One of the most surprising aspects of the recently botched Facebook Inc. (NASDAQ:FB) IPO was the multiple problems encountered in the actual exchange launch. After a long battle for the right to list Facebook's stock, the Nasdaq OMX Group's (NASDAQ:NDAQ) exchange won that right on April 5th, winning out over bitter rival NYSE Euronext (NYSE:NYX). The Facebook listing would add to the Nasdaq's line-up of leading name technology stocks, including Apple (NASDAQ:AAPL), Microsoft (NASDAQ:MSFT), and Google (NASDAQ:GOOG). Valuewalk.com reported that Facebook "chose Nasdaq based on image and brand." It appears that image and brand may now have been damaged, and their own stock could suffer as a result.
Certainly the Nasdaq was not the only problem with the Facebook IPO (refer to my recent article "Facebook IPO - A Nightmare For So Many" for details on other problems with listing shares and price). The Nasdaq is now facing multiple claims for financial responsibility, and as a result, last week presented a $40 million plan to compensate investors, but it was quickly ridiculed by investors in the poorly run IPO. On Saturday, the Associated Press reported, "Swiss bank UBS AG may have lost as much as $350 million due to technical glitches on the Nasdaq stock exchange the day Facebook went public." This is a shockingly high amount when compared to Nasdaq's plan of $40 million for accountability.
The reports don't stop with UBS. Several other investors and firms have voiced concern over the inadequacy of Nasdaq's plan to make them whole. Also on Saturday The Economic Times reported Knight Capital CEO Thomas Joyce said losses related to Nasdaq's handling of the IPO were close to $200 million, far greater than the $40 million plan the Nasdaq laid out.
Adding to Nasdaq woes, on Friday the Wall Street Journal reported problems with Nasdaq's ability to process options orders for about 40 minutes. This is more unwelcome news and publicity the company certainly does not need right now.

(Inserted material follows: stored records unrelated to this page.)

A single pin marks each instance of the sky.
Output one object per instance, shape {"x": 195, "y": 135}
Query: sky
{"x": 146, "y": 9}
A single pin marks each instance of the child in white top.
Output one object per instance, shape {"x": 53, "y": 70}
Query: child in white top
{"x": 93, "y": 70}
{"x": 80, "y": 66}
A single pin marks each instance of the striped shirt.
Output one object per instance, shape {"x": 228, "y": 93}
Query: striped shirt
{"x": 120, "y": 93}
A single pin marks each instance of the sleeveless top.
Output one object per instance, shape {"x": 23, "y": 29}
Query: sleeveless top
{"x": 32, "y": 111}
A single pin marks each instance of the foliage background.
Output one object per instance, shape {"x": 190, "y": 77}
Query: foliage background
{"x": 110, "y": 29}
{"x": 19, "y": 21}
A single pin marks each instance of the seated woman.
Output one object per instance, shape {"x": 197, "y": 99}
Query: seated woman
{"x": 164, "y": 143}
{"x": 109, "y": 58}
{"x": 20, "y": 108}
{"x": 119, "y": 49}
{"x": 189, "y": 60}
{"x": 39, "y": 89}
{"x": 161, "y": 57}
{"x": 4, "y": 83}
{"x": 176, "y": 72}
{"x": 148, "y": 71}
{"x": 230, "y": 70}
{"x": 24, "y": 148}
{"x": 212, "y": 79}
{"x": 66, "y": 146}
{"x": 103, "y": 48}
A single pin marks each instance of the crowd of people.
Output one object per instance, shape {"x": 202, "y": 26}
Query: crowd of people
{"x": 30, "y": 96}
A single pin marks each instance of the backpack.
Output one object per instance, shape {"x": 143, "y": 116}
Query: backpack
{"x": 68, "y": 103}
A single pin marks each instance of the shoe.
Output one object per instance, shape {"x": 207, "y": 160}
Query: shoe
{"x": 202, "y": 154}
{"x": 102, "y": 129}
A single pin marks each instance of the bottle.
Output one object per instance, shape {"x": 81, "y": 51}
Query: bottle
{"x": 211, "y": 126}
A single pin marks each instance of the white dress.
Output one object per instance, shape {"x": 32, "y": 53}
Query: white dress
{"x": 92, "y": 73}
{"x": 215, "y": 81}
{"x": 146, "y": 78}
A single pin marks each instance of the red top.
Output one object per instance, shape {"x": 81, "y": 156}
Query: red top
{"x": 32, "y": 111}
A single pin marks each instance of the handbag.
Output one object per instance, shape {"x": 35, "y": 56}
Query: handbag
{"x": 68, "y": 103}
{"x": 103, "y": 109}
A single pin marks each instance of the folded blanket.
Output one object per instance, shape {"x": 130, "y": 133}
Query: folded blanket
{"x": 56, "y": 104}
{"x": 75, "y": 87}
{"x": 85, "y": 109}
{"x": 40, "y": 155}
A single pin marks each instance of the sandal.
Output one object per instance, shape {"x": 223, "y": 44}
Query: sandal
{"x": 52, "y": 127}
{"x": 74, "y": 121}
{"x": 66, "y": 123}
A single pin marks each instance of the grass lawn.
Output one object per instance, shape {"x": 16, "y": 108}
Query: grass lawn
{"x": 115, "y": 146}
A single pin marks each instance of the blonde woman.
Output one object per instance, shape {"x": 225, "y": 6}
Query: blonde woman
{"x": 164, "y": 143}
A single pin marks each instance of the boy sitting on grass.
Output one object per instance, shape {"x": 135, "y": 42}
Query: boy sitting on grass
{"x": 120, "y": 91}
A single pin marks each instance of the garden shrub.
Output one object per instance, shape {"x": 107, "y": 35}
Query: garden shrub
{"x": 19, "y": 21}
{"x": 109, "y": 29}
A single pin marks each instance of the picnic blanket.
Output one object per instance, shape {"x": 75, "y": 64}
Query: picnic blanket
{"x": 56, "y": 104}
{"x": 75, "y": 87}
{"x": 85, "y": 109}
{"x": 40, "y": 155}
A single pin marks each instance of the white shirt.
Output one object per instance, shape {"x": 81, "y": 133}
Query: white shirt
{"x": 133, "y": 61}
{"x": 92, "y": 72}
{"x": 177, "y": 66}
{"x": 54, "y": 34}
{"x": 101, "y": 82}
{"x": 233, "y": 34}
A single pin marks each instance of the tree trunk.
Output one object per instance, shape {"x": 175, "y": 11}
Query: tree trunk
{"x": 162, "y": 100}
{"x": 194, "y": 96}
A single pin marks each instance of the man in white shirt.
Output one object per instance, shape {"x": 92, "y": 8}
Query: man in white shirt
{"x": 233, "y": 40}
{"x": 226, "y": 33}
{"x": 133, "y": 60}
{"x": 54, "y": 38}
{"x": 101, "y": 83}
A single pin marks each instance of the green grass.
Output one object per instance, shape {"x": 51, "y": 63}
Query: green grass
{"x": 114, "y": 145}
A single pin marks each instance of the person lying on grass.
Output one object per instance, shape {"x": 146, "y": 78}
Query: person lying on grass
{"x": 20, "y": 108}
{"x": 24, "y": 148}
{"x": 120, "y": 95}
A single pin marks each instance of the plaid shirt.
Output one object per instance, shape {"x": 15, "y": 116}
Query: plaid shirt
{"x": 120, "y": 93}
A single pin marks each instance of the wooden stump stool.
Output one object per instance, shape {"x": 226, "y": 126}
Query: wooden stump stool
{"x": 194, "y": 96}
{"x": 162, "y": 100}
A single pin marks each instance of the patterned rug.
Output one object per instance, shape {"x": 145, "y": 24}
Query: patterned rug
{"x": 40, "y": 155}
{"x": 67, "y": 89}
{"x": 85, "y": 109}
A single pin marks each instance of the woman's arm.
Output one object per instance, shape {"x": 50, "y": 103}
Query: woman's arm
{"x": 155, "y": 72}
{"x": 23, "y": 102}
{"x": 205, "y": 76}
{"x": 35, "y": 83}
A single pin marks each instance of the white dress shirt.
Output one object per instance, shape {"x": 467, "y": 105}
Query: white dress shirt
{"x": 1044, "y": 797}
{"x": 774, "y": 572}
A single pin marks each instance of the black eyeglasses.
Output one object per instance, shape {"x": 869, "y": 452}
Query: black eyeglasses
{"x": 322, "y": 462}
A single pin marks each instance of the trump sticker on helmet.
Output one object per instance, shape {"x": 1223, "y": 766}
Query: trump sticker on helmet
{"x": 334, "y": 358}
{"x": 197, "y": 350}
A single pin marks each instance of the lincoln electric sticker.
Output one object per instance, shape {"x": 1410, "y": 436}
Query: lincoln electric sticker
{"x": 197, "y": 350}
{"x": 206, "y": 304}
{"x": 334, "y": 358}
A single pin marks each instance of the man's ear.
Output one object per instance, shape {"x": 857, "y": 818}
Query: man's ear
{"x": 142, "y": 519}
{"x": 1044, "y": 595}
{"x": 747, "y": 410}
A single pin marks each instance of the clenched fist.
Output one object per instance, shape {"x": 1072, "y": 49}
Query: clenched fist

With so much uncertainty over future liabilities related to the IPO, investors would be wise to consider avoiding Nasdaq stock, or perhaps shorting it. When considering whether to short a stock, it is important to look at 2 key factors - market news surrounding the company, and the market's reaction to that news. The market reaction is especially key for short-term investors or swing traders.
After reviewing the news surrounding the Nasdaq's handling of the Facebook IPO, let's take a look at the chart and what that is telling us about reaction to the news.
Click to enlarge.
(NYSE:C) 2012 E-Trade
Investors in Nasdaq clearly took the news very hard, as there was a sell-off on heavy volume immediately following the botched IPO on May 18th. The stock continues in a channel downtrend, using the 20-day moving average line as resistance.
With so much uncertainty as to the amount of liability the Nasdaq is facing relating to the Facebook IPO, and the continuing concern surrounding the outcome, this issue is likely to drag on for weeks or months. Add to that market volatility over Europe and other global markets, and it appears that Nasdaq's stock is going nowhere in the near future, and should remain a short sale candidate.